Because it is an intersection, this will give both the X and the Y values which together solve.

I don't want to do the tedium of doing that right now, and I'm at work.

 

[steve_bank]

The question is whether the problem is linear. If not ten linear algebra does not apply and a solver is required.

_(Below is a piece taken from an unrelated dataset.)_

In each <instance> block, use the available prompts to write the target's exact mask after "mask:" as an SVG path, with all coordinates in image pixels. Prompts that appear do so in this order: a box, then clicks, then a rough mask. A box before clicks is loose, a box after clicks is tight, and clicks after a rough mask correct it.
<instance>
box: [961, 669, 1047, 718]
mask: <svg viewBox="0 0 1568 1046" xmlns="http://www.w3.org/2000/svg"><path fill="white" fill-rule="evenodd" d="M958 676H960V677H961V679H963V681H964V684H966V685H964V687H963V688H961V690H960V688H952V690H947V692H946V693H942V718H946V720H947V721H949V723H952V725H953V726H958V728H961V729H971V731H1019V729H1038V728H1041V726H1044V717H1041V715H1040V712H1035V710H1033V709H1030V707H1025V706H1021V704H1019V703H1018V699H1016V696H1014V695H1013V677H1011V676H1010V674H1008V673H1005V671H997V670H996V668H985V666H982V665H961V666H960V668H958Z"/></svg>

The first step would be to plot the two equations and see if they intersect which they do. Using the solver I posted an iterated solution is

a = 6.998 b = 3.996
x = 7.028 y = 3.997

Which jives with plotting the two equations

a = 7
b = 4
a = 2*x + y*b
b = x*y + a/4

It does not look lkie it can be expressed as Ax = b.

 

[steve_bank]

Contiuing my algebra review.


Trying a substitution.

1. a = 2*x + y*b
2. y = (a – 2*x)/b

3. b = x*y + a/4
4. y = (b - a/4)/x

Substituting 4 into 1.

a = 2*x + b*(b-a/4)/x

a*x = 2*x^2 + b*(b-a/4)
x = ( 2*x^2)/a + (b*(b – a/4))/a
x = .286*x^2 + 1.286
x - .286*x^2 – 1.286 = 0

a = 1
b = -.286
c = -1.286

x = (-b + sqrt(b^2 - 4ac))/2a
x = (-b - sqrt(b^2 – 4ac))/2a
x =-1, 1.286

Plugging into 2 and 4 , not a solution.

Equation 2 is linear, equation 4 is not.

https://courses.lumenlearning.com/w...-for-solving-a-system-of-nonlinear-equations/

A system of nonlinear equations is a system of two or more equations in two or more variables containing at least one equation that is not linear. Recall that a linear equation can take the form Ax+By+C=0. Any equation that cannot be written in this form in nonlinear. The substitution method we used for linear systems is the same method we will use for nonlinear systems. We solve one equation for one variable and then substitute the result into the second equation to solve for another variable, and so on. There is, however, a variation in the possible outcomes.